Salon with Rodney Harrison, Lionel De Vlieger and Anna Rispoli
Time implies processes of decay, destruction and forgetting. Heritage is often thought to be the preservation of old objects, places and practices that are valuable and at risk, yet we can also think of it as a series of practices situated in present society, engaging with the past to build a common future.
How does uncertainty about the deep future and the transformation of values affect heritage practice? How do institutions and people decide what to discard and what to keep in times of mass production and consumption? How is diversity preserved – or produced – in the domains of biology, culture, genetics and language, and what happens if these domains interact? How might we work with, rather than against, processes of decay and ruination in heritage conservation?
19:30: Welcome by Jean Paul Van Bendegem/VUB
19:35: Lecture by Rodney Harrison: The Futures of Heritage
20:00: Short response + presentation by Lionel Devlieger/Rotor
20:15: Short response by Anna Rispoli/artist
20:30: Discussion with the invited speakers on heritage as a series of activities which are intimately concerned with assembling future worlds, on the stakes of relating heritage practices with each other and with contemporary societal concerns.
Rodney Harrison is Professor of Heritage Studies at the UCL Institute of Archaeology, University College London, and Arts and Humanities Research Council (AHRC)

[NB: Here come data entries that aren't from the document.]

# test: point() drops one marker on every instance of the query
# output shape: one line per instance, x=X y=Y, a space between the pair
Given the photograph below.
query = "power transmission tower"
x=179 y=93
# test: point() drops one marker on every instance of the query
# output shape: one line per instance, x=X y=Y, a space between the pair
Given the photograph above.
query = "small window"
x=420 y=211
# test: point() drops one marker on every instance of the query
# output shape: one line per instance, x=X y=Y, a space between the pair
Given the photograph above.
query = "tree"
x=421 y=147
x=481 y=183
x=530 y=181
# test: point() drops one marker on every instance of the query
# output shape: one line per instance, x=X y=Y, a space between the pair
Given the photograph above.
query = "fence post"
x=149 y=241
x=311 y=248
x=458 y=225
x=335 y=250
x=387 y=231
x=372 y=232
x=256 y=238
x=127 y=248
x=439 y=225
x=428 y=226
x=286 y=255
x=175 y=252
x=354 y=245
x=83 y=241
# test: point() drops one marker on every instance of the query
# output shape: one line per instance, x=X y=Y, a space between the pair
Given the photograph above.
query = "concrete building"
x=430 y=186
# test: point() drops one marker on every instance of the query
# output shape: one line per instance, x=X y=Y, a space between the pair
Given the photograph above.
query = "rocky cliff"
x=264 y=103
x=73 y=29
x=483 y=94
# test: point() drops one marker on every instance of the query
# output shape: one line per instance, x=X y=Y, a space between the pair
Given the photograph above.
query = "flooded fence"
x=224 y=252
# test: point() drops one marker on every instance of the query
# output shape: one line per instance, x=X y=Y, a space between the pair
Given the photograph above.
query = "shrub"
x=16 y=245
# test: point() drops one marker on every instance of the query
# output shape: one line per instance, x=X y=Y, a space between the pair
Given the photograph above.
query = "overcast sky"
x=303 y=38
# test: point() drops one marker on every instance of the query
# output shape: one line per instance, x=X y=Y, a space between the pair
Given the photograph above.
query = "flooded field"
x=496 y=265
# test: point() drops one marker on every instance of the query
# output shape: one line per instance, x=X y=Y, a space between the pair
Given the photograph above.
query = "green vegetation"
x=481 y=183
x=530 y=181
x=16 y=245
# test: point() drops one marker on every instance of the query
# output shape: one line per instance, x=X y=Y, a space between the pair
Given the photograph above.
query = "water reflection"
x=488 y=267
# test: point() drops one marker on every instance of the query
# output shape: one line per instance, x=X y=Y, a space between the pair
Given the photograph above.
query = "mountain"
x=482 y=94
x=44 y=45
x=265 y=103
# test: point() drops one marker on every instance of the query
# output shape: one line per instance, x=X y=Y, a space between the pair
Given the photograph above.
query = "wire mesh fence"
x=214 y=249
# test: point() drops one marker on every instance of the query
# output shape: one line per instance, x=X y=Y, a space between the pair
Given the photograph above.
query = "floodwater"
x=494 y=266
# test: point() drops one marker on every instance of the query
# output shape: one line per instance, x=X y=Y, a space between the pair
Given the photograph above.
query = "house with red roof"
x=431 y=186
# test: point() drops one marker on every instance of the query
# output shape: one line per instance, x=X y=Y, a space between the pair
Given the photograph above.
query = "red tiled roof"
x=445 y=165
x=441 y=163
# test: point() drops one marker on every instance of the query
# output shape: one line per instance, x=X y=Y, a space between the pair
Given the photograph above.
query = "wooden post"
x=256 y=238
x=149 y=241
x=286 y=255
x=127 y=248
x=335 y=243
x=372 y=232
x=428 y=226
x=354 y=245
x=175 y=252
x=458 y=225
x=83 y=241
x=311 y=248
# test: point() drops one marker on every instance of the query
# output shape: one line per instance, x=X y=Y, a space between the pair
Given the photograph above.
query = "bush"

Heritage Priority Area Leadership Fellow. His work engages the material pasts, presents and futures of archaeology, anthropology, heritage and museums. He is the founding editor and editor-in-chief of the Journal of Contemporary Archaeology, a founding executive committee member of the Association of Critical Heritage Studies, and principal investigator on the c.£2.4million AHRC funded Heritage Futures research programme. This research programme is distinctive in its comparative approach, which aims to bring heritage conservation practices of various forms into closer dialogue with the management of other material and virtual legacies such as nuclear waste, and in its exploration of different forms of heritage as discrete future-making practices. He is the (co-)author or (co-)editor of more than a dozen books and edited volumes and over 60 refereed journal articles and book chapters on a range of topics, with particular foci on archaeologies of the present and recent past, historical archaeologies of colonialism, critical heritage studies and the histories of museums, archaeology and anthropology. His books include Collecting, Ordering, Governing: Anthropology, Museums and Liberal Government (written with Tony Bennett, Fiona Cameron, Ben Dibley, Ira Jacknis and Conal McCarthy, Duke, 2017), Heritage: Critical Approaches (Routledge, 2013), The Oxford Handbook of the Archaeology of the Contemporary World (edited with Paul Graves-Brown and Angela Piccini, OUP, 2013), and After Modernity: Archaeological Approaches to the Contemporary Past (written with John Schofield, OUP, 2010).